Tumors in this critical area of the brain can cause weakness, stiff muscles, or problems with sensation, facial or eye movement, hearing, or swallowing. Double vision is a common early symptom of brain stem tumors, as are problems with coordination in walking. Because the brain stem is a small area that is so essential for life, it might not be possible to surgically remove tumors in this area.

A brain stem glioma is any type of glioma that starts in the brain stem. This term refers to the location of the tumor, rather than the type of cell it starts in.

  • A small number of brain stem gliomas occur as tumors with very distinct edges (called focal brain stem gliomas).
  • More often, brain stem gliomas grow diffusely throughout the brain stem (where the tumor cells are spread throughout normal tissue), rather than growing as a focal tumor (where the tumor cells are clustered together). These are referred to as diffuse midline gliomas. These tumors most often start in the pons, where they are called diffuse intrinsic pontine gliomas (DIPGs). These tumors can be hard to treat.

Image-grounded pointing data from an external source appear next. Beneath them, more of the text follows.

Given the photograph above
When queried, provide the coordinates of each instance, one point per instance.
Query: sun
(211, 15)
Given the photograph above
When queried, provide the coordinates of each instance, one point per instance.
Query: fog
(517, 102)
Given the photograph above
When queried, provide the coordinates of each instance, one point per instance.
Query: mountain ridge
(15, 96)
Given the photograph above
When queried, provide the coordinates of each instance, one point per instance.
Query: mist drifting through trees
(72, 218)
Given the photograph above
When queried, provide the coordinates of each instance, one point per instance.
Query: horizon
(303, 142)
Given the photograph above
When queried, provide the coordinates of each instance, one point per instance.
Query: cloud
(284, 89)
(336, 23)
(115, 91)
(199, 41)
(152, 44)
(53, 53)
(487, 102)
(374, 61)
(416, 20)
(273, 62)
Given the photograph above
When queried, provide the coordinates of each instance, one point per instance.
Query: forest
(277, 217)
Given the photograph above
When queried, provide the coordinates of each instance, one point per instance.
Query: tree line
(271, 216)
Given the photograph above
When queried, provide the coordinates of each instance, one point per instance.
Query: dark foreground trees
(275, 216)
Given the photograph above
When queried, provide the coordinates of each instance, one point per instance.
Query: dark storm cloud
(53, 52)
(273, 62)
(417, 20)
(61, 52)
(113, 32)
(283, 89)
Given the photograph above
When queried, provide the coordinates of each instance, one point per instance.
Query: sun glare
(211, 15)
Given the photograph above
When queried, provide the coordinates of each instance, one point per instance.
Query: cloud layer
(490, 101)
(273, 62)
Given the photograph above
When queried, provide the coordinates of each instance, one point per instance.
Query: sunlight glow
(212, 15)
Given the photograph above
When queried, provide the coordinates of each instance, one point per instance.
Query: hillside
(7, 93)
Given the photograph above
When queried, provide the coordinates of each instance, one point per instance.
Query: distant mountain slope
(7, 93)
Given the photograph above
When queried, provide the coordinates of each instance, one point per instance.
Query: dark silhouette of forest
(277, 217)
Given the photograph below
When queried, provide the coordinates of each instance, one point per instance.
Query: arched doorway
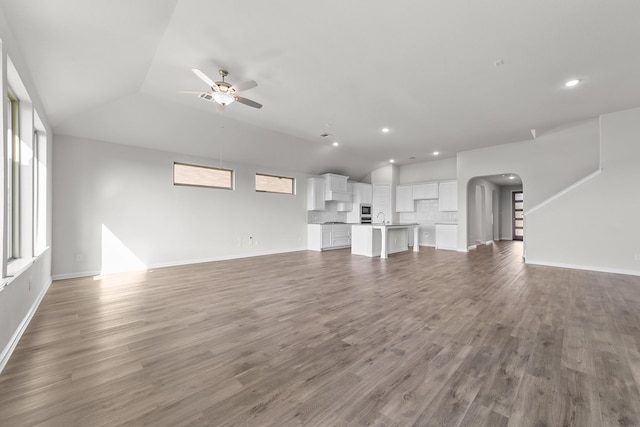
(490, 209)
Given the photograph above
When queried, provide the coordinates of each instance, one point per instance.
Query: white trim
(13, 342)
(563, 192)
(584, 267)
(175, 264)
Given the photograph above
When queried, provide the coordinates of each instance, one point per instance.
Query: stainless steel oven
(365, 214)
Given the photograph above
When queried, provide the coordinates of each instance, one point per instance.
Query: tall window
(13, 177)
(39, 191)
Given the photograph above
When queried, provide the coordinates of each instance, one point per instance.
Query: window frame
(293, 184)
(13, 177)
(231, 173)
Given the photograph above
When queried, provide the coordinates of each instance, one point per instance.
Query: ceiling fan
(223, 93)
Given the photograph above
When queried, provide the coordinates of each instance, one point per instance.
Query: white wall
(479, 210)
(594, 225)
(109, 194)
(546, 165)
(386, 175)
(436, 170)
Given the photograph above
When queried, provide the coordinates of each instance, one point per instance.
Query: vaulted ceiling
(442, 76)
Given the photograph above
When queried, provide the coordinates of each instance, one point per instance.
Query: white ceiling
(110, 69)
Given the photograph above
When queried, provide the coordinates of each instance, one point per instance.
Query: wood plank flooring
(436, 338)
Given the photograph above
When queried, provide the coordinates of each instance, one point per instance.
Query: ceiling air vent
(207, 96)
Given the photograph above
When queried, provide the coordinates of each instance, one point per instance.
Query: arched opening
(495, 209)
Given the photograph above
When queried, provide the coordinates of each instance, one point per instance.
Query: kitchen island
(382, 239)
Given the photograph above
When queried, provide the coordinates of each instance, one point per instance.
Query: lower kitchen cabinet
(447, 236)
(321, 237)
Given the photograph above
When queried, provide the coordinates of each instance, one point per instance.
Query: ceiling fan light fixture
(223, 98)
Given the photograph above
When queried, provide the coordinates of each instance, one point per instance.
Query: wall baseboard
(175, 263)
(8, 350)
(584, 267)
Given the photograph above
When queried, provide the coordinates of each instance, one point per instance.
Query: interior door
(518, 215)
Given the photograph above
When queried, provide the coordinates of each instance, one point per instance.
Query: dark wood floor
(436, 338)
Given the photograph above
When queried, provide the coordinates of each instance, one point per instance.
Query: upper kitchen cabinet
(315, 194)
(347, 206)
(362, 194)
(336, 187)
(381, 203)
(365, 191)
(448, 196)
(428, 190)
(404, 198)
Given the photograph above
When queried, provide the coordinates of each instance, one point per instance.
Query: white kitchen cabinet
(425, 191)
(315, 194)
(361, 194)
(365, 191)
(447, 236)
(448, 196)
(381, 203)
(404, 198)
(340, 235)
(345, 206)
(322, 237)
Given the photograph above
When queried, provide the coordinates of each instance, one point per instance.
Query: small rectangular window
(202, 176)
(274, 184)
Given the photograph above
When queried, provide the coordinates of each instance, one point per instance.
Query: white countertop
(394, 225)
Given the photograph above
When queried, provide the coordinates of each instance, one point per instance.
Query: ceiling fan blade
(244, 86)
(205, 79)
(248, 102)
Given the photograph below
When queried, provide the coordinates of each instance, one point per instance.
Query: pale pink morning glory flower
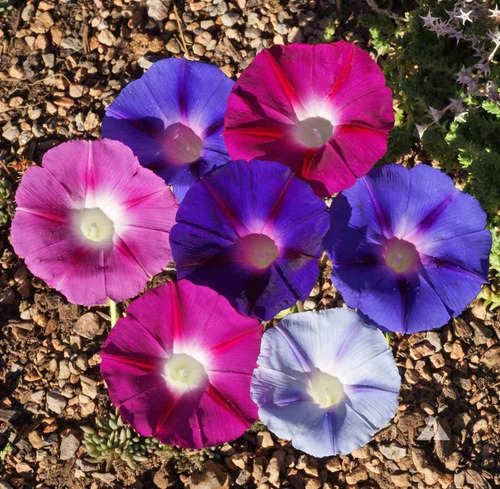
(92, 222)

About 10% to 20% of brain tumors in children are brain stem gliomas. Nearly all of these tumors are some type of astrocytoma.

Gliomas are not a specific type of brain tumor. Glioma is a general term for tumors that start in glial cells. A number of tumors can be considered gliomas, including:

  • Astrocytomas (which include glioblastomas)
  • Oligodendrogliomas
  • Ependymomas

About 3 out of 10 of all brain tumors are gliomas. Most fast-growing brain tumors are gliomas.

Astrocytomas

Astrocytomas are tumors that start in glial cells called astrocytes. About 2 out of 10 brain tumors are astrocytomas.

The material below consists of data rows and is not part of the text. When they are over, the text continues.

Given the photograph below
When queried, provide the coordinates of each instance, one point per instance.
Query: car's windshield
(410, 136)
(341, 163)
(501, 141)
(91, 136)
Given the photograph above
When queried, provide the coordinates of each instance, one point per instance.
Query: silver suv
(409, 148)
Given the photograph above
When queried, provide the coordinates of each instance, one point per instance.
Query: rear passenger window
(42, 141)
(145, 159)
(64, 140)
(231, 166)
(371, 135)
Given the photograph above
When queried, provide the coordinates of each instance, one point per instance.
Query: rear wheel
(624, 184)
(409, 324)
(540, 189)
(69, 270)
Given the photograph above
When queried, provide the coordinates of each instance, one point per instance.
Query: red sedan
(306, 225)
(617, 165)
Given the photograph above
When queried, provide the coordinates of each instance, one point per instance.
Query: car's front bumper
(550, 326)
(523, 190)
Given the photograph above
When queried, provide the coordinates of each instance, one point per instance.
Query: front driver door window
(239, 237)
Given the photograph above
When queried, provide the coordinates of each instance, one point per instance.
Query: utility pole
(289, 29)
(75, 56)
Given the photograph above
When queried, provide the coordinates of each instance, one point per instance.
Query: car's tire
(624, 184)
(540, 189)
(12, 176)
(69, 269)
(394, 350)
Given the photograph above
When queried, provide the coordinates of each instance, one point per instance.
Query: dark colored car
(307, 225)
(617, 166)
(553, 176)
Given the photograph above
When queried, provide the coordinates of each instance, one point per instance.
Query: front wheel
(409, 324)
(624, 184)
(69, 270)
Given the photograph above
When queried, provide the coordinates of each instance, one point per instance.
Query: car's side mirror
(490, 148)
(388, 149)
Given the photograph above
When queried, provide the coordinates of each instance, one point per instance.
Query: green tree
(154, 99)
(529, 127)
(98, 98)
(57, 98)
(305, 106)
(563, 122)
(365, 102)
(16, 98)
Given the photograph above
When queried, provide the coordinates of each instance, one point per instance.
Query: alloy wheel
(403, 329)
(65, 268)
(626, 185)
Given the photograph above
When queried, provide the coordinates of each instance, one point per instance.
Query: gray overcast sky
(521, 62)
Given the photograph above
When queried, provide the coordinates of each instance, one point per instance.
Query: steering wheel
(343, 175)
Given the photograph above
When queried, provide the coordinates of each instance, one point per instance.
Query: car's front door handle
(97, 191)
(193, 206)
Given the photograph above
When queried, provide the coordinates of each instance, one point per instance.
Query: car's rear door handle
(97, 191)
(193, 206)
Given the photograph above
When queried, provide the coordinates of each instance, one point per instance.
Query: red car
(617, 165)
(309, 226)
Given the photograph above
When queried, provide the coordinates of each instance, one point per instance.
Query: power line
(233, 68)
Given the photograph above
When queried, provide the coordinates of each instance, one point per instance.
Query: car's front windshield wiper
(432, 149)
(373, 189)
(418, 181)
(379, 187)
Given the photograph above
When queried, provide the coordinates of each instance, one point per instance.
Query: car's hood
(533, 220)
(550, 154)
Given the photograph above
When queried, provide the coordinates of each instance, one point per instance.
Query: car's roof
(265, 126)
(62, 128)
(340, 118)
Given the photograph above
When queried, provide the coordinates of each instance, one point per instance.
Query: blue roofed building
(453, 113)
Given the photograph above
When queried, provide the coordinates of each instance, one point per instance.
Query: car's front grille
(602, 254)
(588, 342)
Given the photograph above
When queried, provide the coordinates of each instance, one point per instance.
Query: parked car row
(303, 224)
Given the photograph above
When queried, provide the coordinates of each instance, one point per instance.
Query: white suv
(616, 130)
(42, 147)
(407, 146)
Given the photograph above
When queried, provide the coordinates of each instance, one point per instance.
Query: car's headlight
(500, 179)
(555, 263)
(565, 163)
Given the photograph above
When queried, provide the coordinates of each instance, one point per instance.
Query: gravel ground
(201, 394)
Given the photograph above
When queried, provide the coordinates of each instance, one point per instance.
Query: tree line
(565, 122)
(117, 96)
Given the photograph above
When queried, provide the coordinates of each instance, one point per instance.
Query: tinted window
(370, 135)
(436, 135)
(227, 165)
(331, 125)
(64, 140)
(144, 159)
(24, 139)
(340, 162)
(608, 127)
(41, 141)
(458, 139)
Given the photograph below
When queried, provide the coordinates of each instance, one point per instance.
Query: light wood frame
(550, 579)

Most astrocytomas can spread widely throughout the brain and blend with the normal brain tissue, which can make them very hard to remove with surgery. Sometimes they spread along the cerebrospinal fluid (CSF) pathways. It is very rare for them to spread outside of the brain or spinal cord.

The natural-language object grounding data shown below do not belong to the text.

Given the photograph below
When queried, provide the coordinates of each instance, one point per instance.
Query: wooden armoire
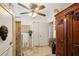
(67, 31)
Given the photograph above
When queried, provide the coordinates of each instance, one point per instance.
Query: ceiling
(49, 11)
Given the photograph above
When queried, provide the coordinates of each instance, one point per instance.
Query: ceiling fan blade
(24, 13)
(41, 14)
(23, 6)
(40, 7)
(33, 6)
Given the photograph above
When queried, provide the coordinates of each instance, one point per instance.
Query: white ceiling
(48, 11)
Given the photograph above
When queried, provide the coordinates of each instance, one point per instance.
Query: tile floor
(38, 51)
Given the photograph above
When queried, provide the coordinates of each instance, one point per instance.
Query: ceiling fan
(33, 9)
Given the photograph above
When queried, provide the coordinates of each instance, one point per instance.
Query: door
(6, 45)
(18, 39)
(43, 33)
(61, 37)
(40, 33)
(75, 34)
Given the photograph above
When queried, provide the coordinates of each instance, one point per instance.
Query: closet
(67, 31)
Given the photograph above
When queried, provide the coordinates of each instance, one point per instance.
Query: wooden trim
(71, 8)
(13, 28)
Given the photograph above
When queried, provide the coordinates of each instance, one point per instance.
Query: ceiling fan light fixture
(32, 14)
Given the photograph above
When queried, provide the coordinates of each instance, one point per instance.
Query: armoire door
(61, 38)
(75, 35)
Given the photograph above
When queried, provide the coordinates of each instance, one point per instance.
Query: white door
(43, 33)
(40, 33)
(6, 19)
(35, 36)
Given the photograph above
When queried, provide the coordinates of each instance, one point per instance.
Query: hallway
(38, 51)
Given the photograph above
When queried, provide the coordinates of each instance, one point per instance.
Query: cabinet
(67, 31)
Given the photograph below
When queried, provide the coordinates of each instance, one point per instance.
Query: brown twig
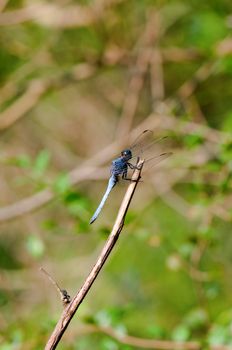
(64, 296)
(71, 309)
(88, 168)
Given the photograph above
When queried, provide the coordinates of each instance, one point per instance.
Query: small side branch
(71, 309)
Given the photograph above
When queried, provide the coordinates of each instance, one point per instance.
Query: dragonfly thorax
(126, 154)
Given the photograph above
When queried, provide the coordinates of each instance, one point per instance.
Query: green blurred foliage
(63, 90)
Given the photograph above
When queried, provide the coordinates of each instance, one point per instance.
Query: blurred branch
(142, 342)
(23, 104)
(144, 46)
(88, 168)
(56, 16)
(71, 309)
(36, 89)
(3, 4)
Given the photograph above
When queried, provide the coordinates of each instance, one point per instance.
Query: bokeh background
(79, 79)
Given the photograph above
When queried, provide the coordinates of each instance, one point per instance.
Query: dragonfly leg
(124, 177)
(132, 166)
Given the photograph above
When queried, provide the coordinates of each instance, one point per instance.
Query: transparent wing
(147, 146)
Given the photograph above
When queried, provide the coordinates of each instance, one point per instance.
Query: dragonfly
(120, 165)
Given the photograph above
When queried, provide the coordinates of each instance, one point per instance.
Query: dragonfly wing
(144, 144)
(153, 161)
(112, 182)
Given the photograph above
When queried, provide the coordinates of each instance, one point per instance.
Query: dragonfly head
(126, 154)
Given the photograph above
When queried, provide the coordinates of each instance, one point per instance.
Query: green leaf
(35, 246)
(181, 333)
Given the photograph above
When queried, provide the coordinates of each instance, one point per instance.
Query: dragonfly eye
(126, 154)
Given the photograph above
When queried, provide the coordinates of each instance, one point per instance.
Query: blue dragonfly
(120, 165)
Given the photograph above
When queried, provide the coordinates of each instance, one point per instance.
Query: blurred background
(78, 81)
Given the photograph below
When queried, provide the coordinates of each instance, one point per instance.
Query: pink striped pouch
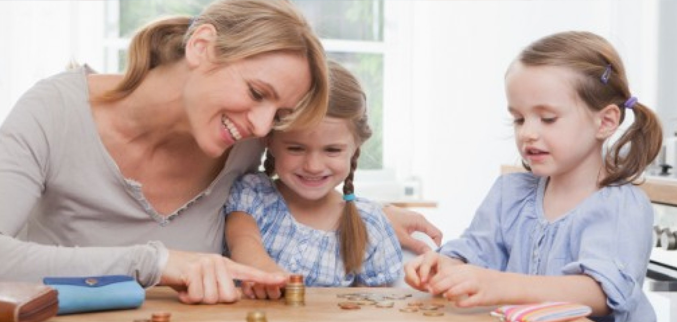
(542, 312)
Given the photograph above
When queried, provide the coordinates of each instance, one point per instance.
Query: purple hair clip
(192, 20)
(630, 103)
(606, 75)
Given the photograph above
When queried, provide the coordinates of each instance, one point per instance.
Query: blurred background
(433, 70)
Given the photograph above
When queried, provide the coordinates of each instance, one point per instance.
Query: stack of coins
(295, 291)
(160, 317)
(256, 316)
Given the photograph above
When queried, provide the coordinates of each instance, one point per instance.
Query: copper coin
(433, 313)
(296, 278)
(385, 304)
(409, 310)
(349, 306)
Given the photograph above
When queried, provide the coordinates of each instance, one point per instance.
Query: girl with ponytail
(575, 228)
(305, 224)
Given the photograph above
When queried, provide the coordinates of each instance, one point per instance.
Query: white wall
(40, 38)
(448, 68)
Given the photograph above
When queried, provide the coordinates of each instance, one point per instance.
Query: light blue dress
(607, 237)
(311, 252)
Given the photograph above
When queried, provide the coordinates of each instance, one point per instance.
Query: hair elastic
(349, 197)
(192, 21)
(630, 103)
(606, 75)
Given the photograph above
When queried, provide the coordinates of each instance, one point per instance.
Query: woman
(113, 174)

Astrocytomas (like other brain tumors) are classified into 4 grades.

  • Non-infiltrating (grade I) astrocytomas do not usually grow into nearby tissues and tend to have a good prognosis. These include pilocytic astrocytomas and subependymal giant cell astrocytomas (SEGAs). They are more common in children than in adults.
  • Low-grade (grade II) astrocytomas, such as diffuse astrocytomas, tend to be slow growing, but they can grow into nearby areas and can become more aggressive and fast growing over time.
  • Anaplastic (grade III) astrocytomas grow more quickly.
  • Glioblastomas (grade IV) are the fastest growing. These tumors make up more than half of all gliomas and are the most common malignant brain tumors in adults.

Oligodendrogliomas

These tumors start in brain glial cells called oligodendrocytes. These are grade II tumors that tend to grow slowly. Most of these can grow into (infiltrate) nearby brain tissue and cannot be removed completely by surgery. Oligodendrogliomas sometimes spread along the CSF pathways but rarely spread outside the brain or spinal cord. As with astrocytomas, they can become more aggressive over time. Very aggressive (grade III) forms of these tumors are known as anaplastic oligodendrogliomas. Only about 2% of brain tumors are oligodendrogliomas.

Ependymomas

These tumors start in ependymal cells, which line the ventricles. They can range from fairly low-grade (grade II) tumors to higher grade (grade III) tumors, which are called anaplastic ependymomas. Only about 2% of brain tumors are ependymomas.

Ependymomas are more likely to spread along the cerebrospinal fluid (CSF) pathways than other gliomas but do not spread outside the brain or spinal cord. Ependymomas may block the exit of CSF from the ventricles, causing the ventricles to become very large – a condition called hydrocephalus.

Unlike astrocytomas and oligodendrogliomas, ependymomas usually do not grow into normal brain tissue. As a result, some (but not all) ependymomas can be removed completely and cured by surgery. But because they can spread along ependymal surfaces and CSF pathways, treating them can sometimes be difficult. Spinal cord ependymomas have the greatest chance of being cured with surgery, but treatment can cause side effects related to nerve damage.